The arXiv RAG system used Qwen3 4B zero-shot at launch. The hypothesis: fine-tuning on domain-specific Q&A pairs would improve three behaviours that zero-shot prompting handles inconsistently.

Target behaviours:

  1. Context grounding - answer only from provided context, cite paper titles
  2. Prose output - no markdown headers or bullet points in answers
  3. Proper refusal - decline politely when the retrieved context is insufficient

These are stylistic constraints, not knowledge requirements. The question was whether LoRA fine-tuning on 2K synthetic examples could reliably instil them.

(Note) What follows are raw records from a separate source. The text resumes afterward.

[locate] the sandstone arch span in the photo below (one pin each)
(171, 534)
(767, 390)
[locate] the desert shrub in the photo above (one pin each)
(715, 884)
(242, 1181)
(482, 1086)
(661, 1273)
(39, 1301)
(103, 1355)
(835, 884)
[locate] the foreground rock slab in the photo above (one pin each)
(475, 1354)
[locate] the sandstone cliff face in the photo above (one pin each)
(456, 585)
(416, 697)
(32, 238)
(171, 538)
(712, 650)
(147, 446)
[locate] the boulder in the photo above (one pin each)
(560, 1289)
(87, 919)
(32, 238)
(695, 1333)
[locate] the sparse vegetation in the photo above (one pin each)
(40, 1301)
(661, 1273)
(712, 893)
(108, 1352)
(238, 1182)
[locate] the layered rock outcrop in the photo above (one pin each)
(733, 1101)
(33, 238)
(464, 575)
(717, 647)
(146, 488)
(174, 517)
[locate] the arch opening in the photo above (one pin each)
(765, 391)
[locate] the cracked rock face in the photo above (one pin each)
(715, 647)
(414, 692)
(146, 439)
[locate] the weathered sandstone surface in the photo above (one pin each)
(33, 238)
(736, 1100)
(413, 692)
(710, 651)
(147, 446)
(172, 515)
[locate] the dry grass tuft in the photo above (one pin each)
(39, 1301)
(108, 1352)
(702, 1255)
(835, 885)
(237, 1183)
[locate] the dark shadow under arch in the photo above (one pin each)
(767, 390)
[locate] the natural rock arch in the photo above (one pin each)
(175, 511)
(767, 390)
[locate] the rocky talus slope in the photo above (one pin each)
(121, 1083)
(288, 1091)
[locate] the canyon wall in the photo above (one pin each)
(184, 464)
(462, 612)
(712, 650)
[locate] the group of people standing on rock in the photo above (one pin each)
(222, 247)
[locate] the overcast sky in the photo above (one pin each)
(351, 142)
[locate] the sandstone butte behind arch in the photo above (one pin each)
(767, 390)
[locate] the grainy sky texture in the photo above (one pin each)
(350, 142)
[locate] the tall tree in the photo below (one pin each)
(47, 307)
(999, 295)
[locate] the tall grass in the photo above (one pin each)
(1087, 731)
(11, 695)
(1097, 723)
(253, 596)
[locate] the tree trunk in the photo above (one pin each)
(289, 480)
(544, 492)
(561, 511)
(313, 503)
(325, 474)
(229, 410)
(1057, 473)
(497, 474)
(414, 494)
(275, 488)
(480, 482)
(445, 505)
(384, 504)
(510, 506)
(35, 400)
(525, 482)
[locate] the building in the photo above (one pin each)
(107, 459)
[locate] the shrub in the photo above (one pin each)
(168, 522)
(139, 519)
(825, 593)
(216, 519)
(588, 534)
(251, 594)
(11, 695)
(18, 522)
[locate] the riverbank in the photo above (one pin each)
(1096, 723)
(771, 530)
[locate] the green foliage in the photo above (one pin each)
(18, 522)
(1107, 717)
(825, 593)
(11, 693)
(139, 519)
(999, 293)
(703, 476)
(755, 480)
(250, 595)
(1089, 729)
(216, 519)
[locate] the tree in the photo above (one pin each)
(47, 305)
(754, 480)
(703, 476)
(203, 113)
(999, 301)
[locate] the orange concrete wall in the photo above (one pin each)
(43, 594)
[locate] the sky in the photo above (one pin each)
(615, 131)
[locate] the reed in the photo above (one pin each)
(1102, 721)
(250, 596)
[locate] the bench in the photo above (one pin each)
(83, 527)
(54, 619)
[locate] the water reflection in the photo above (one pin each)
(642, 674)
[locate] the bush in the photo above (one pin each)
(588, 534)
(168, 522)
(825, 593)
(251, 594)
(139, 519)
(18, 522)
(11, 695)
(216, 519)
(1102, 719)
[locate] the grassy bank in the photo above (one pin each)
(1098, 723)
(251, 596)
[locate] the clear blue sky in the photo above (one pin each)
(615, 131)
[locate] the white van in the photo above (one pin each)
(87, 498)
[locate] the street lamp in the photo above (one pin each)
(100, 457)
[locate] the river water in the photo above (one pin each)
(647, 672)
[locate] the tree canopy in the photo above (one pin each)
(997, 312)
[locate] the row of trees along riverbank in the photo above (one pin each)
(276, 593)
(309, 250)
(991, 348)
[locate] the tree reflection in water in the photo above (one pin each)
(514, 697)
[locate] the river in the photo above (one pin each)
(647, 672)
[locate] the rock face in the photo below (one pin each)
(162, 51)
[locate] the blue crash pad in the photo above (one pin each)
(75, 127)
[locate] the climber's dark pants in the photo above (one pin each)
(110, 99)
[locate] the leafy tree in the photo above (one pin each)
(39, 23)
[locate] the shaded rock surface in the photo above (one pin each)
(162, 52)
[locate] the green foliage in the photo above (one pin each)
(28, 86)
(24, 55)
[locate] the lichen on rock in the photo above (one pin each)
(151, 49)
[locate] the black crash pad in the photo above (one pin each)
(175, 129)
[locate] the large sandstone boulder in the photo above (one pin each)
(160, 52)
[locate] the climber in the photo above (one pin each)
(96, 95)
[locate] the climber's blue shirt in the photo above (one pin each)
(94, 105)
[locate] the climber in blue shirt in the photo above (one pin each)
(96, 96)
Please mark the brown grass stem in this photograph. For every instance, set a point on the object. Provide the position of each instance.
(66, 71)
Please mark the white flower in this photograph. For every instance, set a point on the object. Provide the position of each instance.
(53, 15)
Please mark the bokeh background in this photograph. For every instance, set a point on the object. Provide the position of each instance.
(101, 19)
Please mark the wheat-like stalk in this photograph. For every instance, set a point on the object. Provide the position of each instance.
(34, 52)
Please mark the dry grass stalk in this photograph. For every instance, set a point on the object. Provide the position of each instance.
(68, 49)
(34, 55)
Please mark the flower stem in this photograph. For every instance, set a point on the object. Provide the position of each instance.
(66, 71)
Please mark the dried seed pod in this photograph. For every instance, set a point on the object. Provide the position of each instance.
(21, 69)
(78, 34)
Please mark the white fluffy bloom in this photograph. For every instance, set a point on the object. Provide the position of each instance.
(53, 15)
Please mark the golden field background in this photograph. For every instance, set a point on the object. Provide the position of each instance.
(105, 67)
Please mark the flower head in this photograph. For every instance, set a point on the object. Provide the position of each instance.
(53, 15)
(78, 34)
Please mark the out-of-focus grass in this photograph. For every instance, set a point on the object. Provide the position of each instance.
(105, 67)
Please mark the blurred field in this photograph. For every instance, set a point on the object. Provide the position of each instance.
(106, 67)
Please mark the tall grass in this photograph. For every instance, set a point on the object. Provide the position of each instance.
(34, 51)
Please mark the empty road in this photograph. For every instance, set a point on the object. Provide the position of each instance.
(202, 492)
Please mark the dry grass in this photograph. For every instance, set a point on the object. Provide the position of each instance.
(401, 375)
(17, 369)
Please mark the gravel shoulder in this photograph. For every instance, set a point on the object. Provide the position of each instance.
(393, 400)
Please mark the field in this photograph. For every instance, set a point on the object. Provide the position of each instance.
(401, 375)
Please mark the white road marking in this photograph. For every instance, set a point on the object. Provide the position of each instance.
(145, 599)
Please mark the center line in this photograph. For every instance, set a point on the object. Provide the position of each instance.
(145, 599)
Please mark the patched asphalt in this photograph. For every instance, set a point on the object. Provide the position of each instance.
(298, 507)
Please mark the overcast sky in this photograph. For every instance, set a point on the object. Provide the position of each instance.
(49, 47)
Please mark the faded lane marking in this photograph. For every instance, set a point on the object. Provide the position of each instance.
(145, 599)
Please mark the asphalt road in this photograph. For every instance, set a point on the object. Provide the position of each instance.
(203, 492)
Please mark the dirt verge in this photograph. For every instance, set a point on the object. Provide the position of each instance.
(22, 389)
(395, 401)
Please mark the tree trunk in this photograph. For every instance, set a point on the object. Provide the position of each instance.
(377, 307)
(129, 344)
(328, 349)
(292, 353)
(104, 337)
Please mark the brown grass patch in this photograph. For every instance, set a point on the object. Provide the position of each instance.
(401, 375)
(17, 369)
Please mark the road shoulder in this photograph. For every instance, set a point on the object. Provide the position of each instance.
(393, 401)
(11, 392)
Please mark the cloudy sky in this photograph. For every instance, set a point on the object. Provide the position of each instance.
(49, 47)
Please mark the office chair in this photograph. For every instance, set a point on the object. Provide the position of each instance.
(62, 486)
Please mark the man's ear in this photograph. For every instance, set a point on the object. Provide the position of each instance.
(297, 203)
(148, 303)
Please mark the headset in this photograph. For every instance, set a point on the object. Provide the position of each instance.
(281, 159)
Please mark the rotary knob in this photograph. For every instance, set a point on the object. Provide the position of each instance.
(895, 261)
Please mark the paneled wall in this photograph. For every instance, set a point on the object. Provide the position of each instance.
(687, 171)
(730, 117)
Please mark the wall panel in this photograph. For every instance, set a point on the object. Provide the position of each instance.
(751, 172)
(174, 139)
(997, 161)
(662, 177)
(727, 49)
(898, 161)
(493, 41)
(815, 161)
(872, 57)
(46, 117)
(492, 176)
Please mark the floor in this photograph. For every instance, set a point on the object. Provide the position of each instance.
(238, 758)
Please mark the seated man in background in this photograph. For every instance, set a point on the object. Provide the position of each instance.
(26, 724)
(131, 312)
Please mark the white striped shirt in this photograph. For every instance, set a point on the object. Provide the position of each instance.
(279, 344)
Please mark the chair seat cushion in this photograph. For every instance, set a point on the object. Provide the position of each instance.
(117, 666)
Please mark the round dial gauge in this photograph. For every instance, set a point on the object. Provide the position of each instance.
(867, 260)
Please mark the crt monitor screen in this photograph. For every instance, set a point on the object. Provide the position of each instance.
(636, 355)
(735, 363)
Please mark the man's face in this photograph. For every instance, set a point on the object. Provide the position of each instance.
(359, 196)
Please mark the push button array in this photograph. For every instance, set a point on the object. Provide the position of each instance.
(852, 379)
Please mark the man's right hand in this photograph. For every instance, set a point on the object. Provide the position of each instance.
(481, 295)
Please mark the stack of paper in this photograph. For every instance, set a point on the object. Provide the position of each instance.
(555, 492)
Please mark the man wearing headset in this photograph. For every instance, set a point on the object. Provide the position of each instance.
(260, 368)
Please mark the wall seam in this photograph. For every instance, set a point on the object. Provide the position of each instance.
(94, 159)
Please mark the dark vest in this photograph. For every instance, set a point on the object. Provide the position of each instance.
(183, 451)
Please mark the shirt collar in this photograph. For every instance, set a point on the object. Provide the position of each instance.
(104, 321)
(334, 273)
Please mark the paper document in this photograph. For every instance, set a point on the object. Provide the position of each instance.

2. Training Data Generation

2.1 Dataset Composition

Generated 1,997 synthetic Q&A pairs from the 153-paper corpus using Qwen3 4B via Ollama’s format: json parameter.

Type Count Purpose
Grounded (60%) 1,200 Single-paper context → cited prose answer
Synthesis (20%) 397 Two-paper context → comparative prose answer
Refusal (20%) 400 Irrelevant context → polite refusal

Token statistics: min 257, max 841, mean 377 - all within 2048 max_length, 0 truncated.

Generation speed: ~33 pairs/min (1,997 pairs in 67 minutes).

Each sample followed the Qwen3 chat template:

  • system → RAG behaviour rules
  • user → context chunks + question
  • assistant → expected answer

2.2 Qwen3 Thinking Mode Discovery

Qwen3’s <think> feature consumes output tokens for internal reasoning before producing visible output. With num_predict: 512, the model exhausted all tokens on thinking and returned empty responses.

Fix: combining Ollama’s format: json with num_predict: 4096 causes the model to produce structured JSON within its thinking field, which can be extracted programmatically. This reduced generation time from ~60s/pair to ~2s/pair.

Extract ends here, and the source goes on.